I don't know if the heaters would melt the acrylic under water so can't advise on that.

Couple questions though, would the acrylic holder be removable from the sump or attached in the sump AND how will you slide the heaters out of the holder, that is will you have enough clearance for the length of the heater vs. the width of the sump.

You might want to check out This link of a DIY canister intake bracket holder I made using an acrylic wreath holder hanger. It also works great for hanging aquarium heaters though the style of heater bracket will vary between brands.


----------



## gsubioguy (Aug 2, 2019)

Deeda said:


> Couple questions though, would the acrylic holder be removable from the sump or attached in the sump AND how will you slide the heaters out of the holder, that is will you have enough clearance for the length of the heater vs. the width of the sump.
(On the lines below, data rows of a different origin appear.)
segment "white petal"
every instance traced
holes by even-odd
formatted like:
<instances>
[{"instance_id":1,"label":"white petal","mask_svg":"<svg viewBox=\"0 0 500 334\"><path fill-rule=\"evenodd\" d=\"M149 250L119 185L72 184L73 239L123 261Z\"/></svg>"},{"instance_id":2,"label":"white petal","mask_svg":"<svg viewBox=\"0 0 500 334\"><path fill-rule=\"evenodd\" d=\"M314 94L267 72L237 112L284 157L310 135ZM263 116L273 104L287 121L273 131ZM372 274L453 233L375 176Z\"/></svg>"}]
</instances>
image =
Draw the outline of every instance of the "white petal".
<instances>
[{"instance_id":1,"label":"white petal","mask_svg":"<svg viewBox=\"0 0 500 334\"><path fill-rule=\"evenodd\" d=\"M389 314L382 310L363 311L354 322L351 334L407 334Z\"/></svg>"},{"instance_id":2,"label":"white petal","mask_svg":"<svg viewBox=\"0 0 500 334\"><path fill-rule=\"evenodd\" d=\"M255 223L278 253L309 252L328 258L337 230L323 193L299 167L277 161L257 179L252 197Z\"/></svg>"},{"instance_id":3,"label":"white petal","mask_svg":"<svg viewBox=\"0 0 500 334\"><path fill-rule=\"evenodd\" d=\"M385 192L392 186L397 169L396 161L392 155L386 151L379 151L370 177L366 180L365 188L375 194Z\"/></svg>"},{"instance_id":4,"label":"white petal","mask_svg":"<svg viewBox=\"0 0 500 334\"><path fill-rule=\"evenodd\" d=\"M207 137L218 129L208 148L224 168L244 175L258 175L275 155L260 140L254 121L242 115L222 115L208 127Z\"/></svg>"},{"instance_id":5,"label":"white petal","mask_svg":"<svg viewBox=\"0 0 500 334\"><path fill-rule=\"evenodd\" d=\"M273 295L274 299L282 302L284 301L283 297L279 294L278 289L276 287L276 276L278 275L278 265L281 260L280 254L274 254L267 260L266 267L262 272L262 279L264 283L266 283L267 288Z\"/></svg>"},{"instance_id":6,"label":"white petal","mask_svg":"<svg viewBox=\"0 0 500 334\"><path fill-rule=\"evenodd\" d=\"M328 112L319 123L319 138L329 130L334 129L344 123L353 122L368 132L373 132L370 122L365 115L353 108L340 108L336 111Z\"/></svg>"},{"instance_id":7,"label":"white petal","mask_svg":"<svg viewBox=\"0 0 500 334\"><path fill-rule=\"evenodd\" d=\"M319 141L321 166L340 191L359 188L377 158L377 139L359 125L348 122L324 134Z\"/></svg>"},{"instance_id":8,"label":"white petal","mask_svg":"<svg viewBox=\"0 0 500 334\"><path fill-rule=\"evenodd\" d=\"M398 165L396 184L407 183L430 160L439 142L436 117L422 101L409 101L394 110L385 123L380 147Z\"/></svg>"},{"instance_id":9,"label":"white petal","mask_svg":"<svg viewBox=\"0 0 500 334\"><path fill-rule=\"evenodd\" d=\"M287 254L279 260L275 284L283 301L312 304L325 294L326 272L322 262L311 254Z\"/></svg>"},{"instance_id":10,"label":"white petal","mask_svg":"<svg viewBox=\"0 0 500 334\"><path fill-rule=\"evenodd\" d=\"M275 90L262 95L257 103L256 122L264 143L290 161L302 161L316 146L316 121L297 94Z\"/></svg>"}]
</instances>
It would be removable--I'd cut the body to fit between the baffles but leave a ~1/4" wider tab at the top to sit on top of the baffle thus suspending the whole thing off the bottom.



Deeda said:


> You might want to check out This link of a DIY canister intake bracket holder I made using an acrylic wreath holder hanger. It also works great for hanging aquarium heaters though the style of heater bracket will vary between brands.


I saw something similar to the link you shared on another forum and like that idea (a lot) but the titanium heater I have doesn't have a that body clip--just a couple worn out suction cups with molded loops that go around the heater body.


----------



## Deeda (Oct 12, 2012)

Can you remove the suction cups from the molded loops and see if there is enough space to drill a hole in the nub? I also did that on the individual 'clips' for either a heater or canister filter.

Another option if you didn't want to go through the process of installing baffles in the sump is to use vertically installed pieces of Poret foam filter media. It has become a popular option for some aquarists. I use it as an air driven filter in smaller tanks but have no experience using a sump!


----------



## gsubioguy (Aug 2, 2019)

I have some excess 3/16" acrylic laying around so I went ahead cut a couple pieces to try. Plan is to fill just the sump to operational height and have the pump just circulate back into the first chamber. Will heat the water to room temp with heater suspended over the side then put it into the acrylic and monitor it. Still need to sand the inside of the holes but will give it a go this evening!


----------



## gsubioguy (Aug 2, 2019)

Happy to report no issues regarding overheating the acrylic.

Ended up putting the heater in place immediately after filling sump with tap water (~56*F) and let it circulate until the water reached 70*. Initially, a concern was am I seeing no overheating of the acrylic due to the higher flow rate while circulating only within the sump than will be observed once plumbed to the DT. To test this I turned the pump off for ~5min while the heater was still on. Even after this period the acrylic showed no signs of melting.

Next step I will cut new pieces that fit snuggly between the baffles and drill additional holes for a second heater ~3" below the top location.


----------